Не по ставшему распространенным правилу «на Тебе, Боже, что нам негоже». То есть не от рухляди люди избавились, попытавшись заодно натянуть на себя маски благотворителей, а действительно помогли: нужен был тогда этот самый сундук приходу – воскресную школу выручить. Вещи теперь всякие можно было складывать, а не по углам раскидывать.

Привозят сундук на машине: большой такой, крепкий сундук. Мы тащим сундук в приходский домик.

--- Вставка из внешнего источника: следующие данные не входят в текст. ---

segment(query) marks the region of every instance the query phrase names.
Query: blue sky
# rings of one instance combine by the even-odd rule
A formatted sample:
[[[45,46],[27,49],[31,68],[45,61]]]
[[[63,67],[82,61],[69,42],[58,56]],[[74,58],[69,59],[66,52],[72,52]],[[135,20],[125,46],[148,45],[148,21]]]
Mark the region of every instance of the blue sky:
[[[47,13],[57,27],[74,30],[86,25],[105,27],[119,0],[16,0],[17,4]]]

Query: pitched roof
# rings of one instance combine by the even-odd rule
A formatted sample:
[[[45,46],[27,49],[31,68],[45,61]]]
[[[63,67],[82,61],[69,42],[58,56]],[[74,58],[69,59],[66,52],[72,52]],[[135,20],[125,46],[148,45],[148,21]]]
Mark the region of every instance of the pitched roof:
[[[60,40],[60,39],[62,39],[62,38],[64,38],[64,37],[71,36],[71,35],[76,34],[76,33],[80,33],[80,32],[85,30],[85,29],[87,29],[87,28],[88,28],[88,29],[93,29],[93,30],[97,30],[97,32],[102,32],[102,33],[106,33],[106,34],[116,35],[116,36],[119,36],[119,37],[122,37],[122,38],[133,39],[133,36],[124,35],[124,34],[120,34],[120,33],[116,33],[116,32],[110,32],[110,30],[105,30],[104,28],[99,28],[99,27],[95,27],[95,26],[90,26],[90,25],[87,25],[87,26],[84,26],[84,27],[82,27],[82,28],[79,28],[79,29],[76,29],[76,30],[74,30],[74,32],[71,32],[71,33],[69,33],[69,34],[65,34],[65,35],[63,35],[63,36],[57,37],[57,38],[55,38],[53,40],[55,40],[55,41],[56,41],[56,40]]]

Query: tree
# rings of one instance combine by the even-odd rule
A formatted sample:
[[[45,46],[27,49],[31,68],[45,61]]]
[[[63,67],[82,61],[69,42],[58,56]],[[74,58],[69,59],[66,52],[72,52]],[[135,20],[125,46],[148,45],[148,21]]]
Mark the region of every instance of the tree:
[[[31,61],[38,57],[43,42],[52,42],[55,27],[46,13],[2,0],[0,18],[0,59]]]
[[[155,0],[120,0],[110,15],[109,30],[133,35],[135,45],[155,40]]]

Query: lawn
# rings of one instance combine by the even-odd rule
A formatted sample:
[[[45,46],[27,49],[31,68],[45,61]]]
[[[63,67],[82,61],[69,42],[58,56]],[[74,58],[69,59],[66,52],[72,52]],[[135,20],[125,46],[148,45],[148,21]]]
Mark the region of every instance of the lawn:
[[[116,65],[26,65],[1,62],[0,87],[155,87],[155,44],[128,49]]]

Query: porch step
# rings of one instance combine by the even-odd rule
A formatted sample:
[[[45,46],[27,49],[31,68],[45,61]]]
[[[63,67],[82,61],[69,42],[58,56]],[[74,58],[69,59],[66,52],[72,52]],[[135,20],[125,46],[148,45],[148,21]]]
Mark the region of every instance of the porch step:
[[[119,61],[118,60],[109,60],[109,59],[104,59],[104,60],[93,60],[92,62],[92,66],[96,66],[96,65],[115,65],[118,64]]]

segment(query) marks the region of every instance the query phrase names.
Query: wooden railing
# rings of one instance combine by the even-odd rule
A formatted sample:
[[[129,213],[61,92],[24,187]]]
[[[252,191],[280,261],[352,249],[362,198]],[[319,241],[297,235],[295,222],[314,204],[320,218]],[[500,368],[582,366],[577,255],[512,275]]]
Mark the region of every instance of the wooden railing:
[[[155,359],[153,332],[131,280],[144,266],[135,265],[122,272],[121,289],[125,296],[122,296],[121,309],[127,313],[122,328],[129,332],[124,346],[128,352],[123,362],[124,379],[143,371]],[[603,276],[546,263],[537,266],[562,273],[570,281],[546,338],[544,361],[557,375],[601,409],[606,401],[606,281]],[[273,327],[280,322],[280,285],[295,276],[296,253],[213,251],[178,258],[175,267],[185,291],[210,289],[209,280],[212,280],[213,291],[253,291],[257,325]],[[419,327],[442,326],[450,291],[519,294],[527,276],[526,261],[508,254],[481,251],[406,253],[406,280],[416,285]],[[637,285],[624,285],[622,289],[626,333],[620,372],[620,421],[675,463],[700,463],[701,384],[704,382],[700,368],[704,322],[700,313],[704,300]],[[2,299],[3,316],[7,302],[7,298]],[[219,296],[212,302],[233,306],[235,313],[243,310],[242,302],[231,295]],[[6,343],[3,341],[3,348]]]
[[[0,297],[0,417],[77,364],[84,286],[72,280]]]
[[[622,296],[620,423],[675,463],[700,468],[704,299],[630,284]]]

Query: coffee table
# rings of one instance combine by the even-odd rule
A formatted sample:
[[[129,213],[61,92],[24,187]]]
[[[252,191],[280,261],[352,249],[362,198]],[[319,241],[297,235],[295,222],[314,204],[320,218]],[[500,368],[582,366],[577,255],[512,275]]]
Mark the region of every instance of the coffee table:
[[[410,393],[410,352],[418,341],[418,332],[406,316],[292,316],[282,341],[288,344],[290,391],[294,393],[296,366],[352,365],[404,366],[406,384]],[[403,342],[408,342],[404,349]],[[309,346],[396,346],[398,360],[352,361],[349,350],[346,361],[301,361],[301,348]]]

Рядом, на крыльце, тетки-захожанки – комментируют наблюдаемое: «Вот, Церковь-то до чего дошла – хорошие вещи у добрых людей задарма берет. Да, обнаглели попы совсем – поди, себе в кабинет поставят, всем показывать будут, гордиться. Где справедливость?» Ладно, отнесли мы сундук, поставили на место, отряхнулись, забыли про это дело. К тому же воскресная школа окрепла да чуть побогаче стала.

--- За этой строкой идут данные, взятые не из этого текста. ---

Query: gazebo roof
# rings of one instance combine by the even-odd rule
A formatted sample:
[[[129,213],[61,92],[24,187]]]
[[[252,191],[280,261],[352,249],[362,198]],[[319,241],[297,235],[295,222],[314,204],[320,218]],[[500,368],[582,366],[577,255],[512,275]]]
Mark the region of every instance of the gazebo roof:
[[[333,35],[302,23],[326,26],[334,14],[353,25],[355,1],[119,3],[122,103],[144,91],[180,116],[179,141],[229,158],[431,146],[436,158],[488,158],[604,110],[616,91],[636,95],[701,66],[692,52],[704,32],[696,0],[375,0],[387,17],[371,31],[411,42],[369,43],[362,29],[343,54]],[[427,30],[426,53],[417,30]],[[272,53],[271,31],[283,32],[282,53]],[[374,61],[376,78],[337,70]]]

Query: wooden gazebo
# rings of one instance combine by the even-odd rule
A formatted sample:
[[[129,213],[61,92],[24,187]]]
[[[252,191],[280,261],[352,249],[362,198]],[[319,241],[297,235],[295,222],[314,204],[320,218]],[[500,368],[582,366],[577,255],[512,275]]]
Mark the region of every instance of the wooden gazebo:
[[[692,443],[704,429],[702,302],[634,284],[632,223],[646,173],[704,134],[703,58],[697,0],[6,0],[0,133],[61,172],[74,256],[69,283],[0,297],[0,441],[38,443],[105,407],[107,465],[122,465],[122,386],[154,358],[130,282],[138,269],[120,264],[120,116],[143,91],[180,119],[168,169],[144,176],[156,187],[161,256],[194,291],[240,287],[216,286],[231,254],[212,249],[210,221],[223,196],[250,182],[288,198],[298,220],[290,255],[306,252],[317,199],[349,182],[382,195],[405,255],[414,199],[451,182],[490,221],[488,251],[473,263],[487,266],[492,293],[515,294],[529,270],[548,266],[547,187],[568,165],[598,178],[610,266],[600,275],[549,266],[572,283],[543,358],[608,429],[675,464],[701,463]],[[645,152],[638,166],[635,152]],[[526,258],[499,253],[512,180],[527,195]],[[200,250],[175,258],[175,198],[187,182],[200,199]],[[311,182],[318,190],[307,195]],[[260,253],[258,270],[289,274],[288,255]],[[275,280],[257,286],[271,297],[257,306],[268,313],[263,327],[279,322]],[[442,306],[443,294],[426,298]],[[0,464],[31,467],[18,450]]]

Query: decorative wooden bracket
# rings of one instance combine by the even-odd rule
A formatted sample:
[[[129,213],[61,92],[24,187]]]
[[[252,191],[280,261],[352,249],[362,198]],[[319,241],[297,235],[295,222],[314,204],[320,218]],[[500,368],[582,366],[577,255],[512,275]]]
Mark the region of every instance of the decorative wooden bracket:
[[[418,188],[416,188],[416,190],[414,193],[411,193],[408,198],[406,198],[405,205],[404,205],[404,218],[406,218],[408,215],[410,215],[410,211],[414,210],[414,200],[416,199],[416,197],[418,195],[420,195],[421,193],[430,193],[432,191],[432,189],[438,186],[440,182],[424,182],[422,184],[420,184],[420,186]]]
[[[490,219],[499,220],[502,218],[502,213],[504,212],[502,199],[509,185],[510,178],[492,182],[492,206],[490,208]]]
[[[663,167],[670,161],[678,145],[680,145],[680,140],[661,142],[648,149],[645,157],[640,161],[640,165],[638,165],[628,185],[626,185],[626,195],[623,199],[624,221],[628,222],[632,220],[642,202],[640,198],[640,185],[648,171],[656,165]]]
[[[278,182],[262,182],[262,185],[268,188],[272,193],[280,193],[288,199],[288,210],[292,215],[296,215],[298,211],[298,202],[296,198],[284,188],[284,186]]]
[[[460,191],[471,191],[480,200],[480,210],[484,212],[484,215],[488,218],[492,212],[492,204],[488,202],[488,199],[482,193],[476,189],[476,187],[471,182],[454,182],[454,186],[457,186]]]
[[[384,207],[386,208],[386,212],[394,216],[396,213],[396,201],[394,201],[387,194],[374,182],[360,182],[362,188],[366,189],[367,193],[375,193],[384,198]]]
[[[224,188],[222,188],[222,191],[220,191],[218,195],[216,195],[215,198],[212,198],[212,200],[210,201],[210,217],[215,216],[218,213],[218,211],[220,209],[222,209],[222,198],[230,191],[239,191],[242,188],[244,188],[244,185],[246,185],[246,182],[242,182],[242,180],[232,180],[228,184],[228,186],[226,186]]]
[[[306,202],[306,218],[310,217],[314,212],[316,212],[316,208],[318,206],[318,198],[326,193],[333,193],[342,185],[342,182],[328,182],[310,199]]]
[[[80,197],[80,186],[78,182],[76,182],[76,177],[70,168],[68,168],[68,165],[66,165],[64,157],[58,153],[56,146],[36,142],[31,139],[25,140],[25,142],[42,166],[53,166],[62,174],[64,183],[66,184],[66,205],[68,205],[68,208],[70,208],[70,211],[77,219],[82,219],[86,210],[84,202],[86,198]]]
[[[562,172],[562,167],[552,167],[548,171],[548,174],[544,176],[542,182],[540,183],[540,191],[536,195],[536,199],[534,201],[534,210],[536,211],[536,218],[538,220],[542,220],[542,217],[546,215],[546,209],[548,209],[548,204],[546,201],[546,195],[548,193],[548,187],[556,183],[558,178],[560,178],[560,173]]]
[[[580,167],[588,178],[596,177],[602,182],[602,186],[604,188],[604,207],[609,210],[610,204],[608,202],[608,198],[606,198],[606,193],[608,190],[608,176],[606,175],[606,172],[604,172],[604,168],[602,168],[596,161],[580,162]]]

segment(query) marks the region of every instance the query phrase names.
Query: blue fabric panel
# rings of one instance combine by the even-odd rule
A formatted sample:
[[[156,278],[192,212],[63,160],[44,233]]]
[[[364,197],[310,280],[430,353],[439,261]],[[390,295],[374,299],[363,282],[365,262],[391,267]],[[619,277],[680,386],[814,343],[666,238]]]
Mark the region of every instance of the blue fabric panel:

А через три года звонит священник, говорит, что приход решил этот сундук отдать семье одной, не шибко богатой. Так, мол, не поможешь ли с транспортировкой? В чем вопрос? С удовольствием, даже свояка позову. Тащим мы этот сундучище вниз по лестнице, спускаемся по крыльцу к машине – слышим сзади змеиный такой шепоток: «Ну, с-совс-сем тс-серковники с-с-стыд потеряли: имущ-щество народное рас-с-спродают-разбазаривают. Наверняка потом себе иномарок напокупают. Нет справедливости!» Не знаю, те же змейки шипели или новых прибыло…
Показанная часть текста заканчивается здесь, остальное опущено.